ESXi 6.0 PSOD with vSGA & Nvidia hardware

Posted by Jonathan Bastin

Ever since ESXi 6.0 was released there have been reports of 'purple screen of death' when using an Nvidia GPU and vSGA. This is something that we ourselves have experienced and have also read posts of others having the same problem.

We have been working with VMware for 18 months to try and get them to recognise that there is an issue, and ultimately find a resolution. Over the last month we have had a break-through with VMware whereby they have identified the issue and the cause. It seems that a bug that was fixed in 5.1u3 is back, being xmap not working correctly and causing the whole host to 'purple screen'.

VMware are working with Nvidia to provide a full fix to this issue. From our tests there is no work-around other than to use vGPU, or no hardware acceleration if keeping with ESXi 6.0 branch. Although ESXi 5.5 is coming to EOS in September 2018 we would recomend staying on ESXi5.5 until a fix is released.

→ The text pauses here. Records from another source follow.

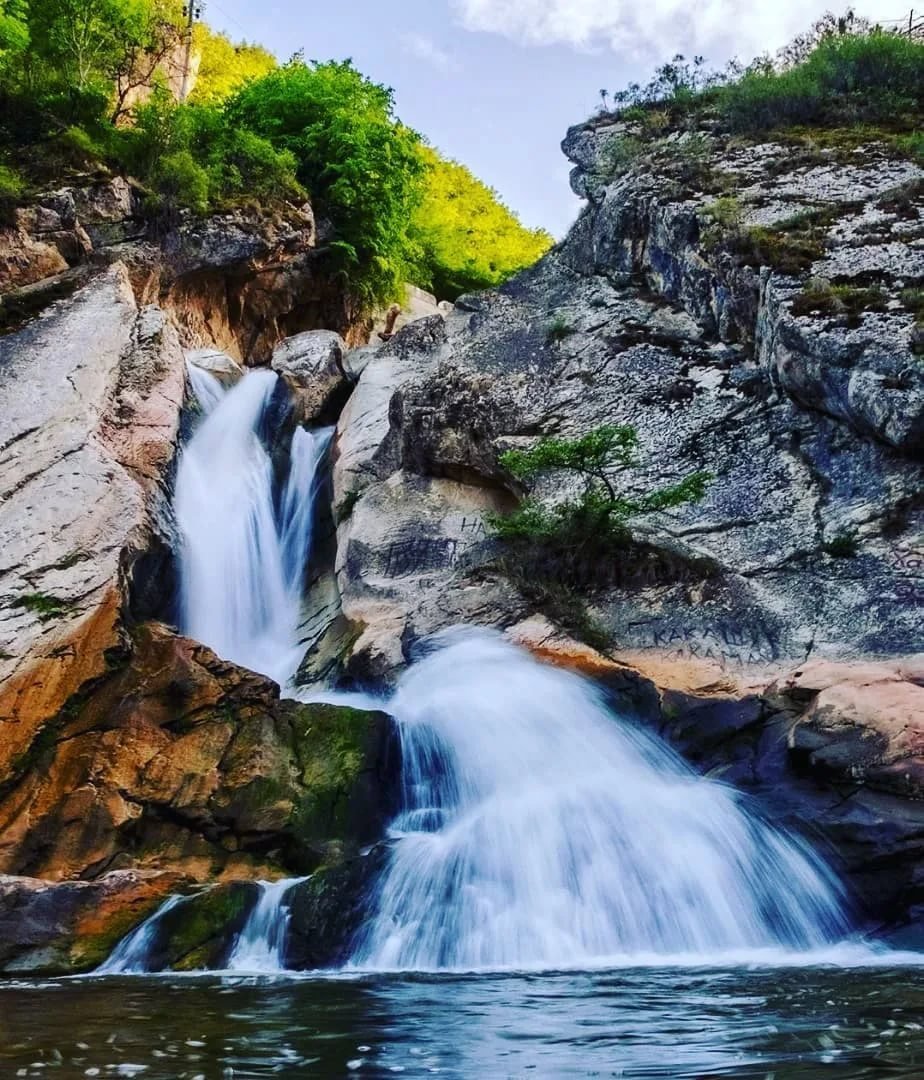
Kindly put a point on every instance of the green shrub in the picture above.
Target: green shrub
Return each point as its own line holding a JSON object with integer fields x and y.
{"x": 464, "y": 237}
{"x": 12, "y": 185}
{"x": 913, "y": 301}
{"x": 558, "y": 329}
{"x": 571, "y": 542}
{"x": 620, "y": 153}
{"x": 361, "y": 165}
{"x": 181, "y": 183}
{"x": 790, "y": 246}
{"x": 80, "y": 148}
{"x": 243, "y": 163}
{"x": 823, "y": 298}
{"x": 912, "y": 145}
{"x": 871, "y": 77}
{"x": 12, "y": 189}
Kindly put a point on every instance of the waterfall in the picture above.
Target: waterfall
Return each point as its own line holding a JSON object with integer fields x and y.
{"x": 260, "y": 946}
{"x": 540, "y": 831}
{"x": 244, "y": 544}
{"x": 132, "y": 955}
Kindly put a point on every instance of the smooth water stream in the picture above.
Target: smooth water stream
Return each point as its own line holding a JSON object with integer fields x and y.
{"x": 539, "y": 831}
{"x": 260, "y": 946}
{"x": 245, "y": 539}
{"x": 789, "y": 1024}
{"x": 564, "y": 896}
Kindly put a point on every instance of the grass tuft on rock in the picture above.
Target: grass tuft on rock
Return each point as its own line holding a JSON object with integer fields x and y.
{"x": 819, "y": 297}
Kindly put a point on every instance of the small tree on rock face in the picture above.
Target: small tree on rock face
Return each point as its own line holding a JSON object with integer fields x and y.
{"x": 571, "y": 541}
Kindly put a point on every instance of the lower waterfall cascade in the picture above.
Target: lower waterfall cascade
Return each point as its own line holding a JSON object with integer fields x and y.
{"x": 538, "y": 829}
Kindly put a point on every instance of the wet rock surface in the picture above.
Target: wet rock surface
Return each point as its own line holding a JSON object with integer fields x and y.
{"x": 178, "y": 759}
{"x": 72, "y": 927}
{"x": 806, "y": 551}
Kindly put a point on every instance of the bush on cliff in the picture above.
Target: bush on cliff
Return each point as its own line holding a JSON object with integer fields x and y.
{"x": 361, "y": 165}
{"x": 848, "y": 78}
{"x": 466, "y": 239}
{"x": 843, "y": 71}
{"x": 572, "y": 541}
{"x": 85, "y": 82}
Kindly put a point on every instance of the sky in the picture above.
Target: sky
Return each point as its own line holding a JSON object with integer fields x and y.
{"x": 496, "y": 83}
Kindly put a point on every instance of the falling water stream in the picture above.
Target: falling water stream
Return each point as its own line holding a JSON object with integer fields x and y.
{"x": 538, "y": 833}
{"x": 538, "y": 829}
{"x": 245, "y": 539}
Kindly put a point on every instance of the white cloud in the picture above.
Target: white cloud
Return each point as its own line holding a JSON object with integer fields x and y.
{"x": 426, "y": 50}
{"x": 652, "y": 28}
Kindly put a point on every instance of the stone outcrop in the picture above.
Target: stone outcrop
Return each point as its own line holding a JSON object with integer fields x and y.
{"x": 71, "y": 928}
{"x": 803, "y": 557}
{"x": 311, "y": 364}
{"x": 178, "y": 759}
{"x": 240, "y": 281}
{"x": 91, "y": 397}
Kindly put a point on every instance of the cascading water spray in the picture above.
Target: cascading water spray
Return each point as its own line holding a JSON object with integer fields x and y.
{"x": 260, "y": 946}
{"x": 541, "y": 832}
{"x": 244, "y": 551}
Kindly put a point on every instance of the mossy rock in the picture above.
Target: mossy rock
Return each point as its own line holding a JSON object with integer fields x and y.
{"x": 348, "y": 759}
{"x": 328, "y": 910}
{"x": 200, "y": 932}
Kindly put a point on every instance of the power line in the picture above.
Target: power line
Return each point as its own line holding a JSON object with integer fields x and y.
{"x": 192, "y": 12}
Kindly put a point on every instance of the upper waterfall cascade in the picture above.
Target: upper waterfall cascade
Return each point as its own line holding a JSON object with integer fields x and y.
{"x": 245, "y": 539}
{"x": 538, "y": 829}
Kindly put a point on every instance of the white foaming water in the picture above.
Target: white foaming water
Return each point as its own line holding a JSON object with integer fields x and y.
{"x": 260, "y": 947}
{"x": 132, "y": 955}
{"x": 243, "y": 559}
{"x": 541, "y": 832}
{"x": 207, "y": 389}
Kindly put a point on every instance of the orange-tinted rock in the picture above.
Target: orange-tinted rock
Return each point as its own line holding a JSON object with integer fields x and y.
{"x": 178, "y": 759}
{"x": 861, "y": 724}
{"x": 70, "y": 928}
{"x": 91, "y": 399}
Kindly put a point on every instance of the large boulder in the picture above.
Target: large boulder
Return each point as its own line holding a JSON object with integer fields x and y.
{"x": 859, "y": 724}
{"x": 91, "y": 397}
{"x": 311, "y": 364}
{"x": 178, "y": 759}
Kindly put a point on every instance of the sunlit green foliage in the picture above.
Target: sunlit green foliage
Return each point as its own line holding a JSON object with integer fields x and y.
{"x": 466, "y": 238}
{"x": 225, "y": 67}
{"x": 359, "y": 164}
{"x": 842, "y": 71}
{"x": 14, "y": 30}
{"x": 85, "y": 83}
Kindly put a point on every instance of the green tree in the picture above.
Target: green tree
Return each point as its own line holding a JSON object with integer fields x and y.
{"x": 572, "y": 540}
{"x": 361, "y": 165}
{"x": 14, "y": 30}
{"x": 466, "y": 238}
{"x": 226, "y": 67}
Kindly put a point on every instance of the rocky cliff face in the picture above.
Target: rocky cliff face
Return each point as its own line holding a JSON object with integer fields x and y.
{"x": 131, "y": 757}
{"x": 241, "y": 280}
{"x": 764, "y": 336}
{"x": 747, "y": 310}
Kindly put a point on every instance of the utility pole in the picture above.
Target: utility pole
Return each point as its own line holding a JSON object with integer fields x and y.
{"x": 192, "y": 11}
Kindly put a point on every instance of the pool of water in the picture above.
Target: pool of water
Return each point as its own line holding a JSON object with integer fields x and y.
{"x": 673, "y": 1023}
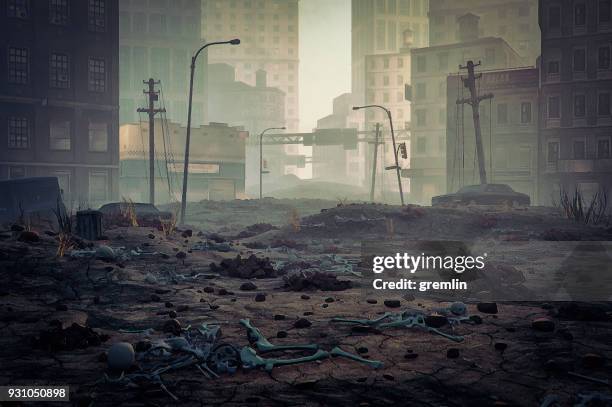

https://kb.vmware.com/s/article/53511

The full stack trace is hard to see when not running debug mode but you should see PSOD "Exception 13" or "Exception 14" both are relating to memory issues but it isn't unstill you dig deeper to see it is relating to the Nvidia card. From our own experiance you also don't see the output from the KB article unless running a debug version of ESXi.

UPDATE - Jun-18

After much testing 6.5 before the December 2017 updates has file locking issues and we were not recommending using 6.5. Following the update we have tested 6.5 and the vSGA purple screen of death is not an issue. Although VMware are releasing an update to 6.0 to fix the issue due to additional speed benefits from 6.5 we would now recommend upgrading.